O olhar de Pablo estava puro veneno. Agora sim fazia sentido aquele vulgo dele… “Boladão”. O homem parecia carregado por uma entidade de raiva.
– Melinda, bora. – Ele puxou meu braço.
– Oxi, me solta. – arranquei meu braço de volta.
– A gente vai conversar, morô.
Olhei ao redor. E cadê o Thomas? A bicha some nos piores momentos.
– Eu tenho namorado. E eu vou casar. – falei firme, e Pablo começou a rir na minha cara.
– Não achei graça. Agora me solta. E tu não vai dizer nada sobre aquilo? – cheguei mais perto dele, quase tocando o rosto.

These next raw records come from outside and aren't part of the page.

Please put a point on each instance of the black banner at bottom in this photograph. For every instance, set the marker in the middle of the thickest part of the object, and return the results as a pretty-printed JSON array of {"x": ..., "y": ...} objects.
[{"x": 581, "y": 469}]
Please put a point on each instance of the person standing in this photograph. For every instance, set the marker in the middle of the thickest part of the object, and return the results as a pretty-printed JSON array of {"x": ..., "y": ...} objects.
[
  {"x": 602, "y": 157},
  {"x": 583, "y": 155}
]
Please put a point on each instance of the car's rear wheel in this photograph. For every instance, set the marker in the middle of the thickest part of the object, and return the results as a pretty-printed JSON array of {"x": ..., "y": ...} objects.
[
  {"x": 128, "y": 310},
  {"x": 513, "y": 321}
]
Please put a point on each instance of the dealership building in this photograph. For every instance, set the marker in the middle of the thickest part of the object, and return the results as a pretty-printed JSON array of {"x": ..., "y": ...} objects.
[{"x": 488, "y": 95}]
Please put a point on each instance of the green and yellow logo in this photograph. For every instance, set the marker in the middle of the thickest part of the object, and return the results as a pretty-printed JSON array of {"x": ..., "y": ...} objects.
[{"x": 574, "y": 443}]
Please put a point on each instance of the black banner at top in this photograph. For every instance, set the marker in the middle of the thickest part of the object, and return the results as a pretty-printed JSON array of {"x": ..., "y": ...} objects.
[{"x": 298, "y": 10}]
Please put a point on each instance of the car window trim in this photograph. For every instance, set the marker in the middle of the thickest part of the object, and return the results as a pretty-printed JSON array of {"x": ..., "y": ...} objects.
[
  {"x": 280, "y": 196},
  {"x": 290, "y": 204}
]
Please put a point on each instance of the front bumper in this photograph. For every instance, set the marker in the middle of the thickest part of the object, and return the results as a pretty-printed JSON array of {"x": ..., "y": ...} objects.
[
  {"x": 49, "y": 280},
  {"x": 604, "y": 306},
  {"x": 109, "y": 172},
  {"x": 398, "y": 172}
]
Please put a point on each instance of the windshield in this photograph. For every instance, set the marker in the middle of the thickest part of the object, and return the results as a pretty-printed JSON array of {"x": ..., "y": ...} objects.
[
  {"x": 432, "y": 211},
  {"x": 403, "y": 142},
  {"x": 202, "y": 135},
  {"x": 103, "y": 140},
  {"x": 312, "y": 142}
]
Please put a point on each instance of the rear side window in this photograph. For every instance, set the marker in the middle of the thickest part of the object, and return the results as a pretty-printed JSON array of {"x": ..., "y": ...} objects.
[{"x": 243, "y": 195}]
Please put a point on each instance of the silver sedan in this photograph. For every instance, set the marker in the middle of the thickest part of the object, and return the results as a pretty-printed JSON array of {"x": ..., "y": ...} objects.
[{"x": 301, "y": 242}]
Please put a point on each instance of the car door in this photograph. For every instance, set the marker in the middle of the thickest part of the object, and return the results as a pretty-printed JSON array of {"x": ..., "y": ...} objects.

Ele desviou o olhar, o maxilar travado, pulsando.
– Foi o que eu pensei.
Eu ia virar quando Thomas surgiu atrás de nós.
– Quem é esse, Melinda? – a voz dele estava estranha.
– É um fã. – respondi, e Pablo ficou puto.
– Vamos. – Thomas segurou minha mão.
Do nada, Pablo me puxou pra ele e Thomas me puxou de volta. Eu no meio, sendo arrastada igual uma boneca inflável.
– Vocês tão me machucando! – reclamei.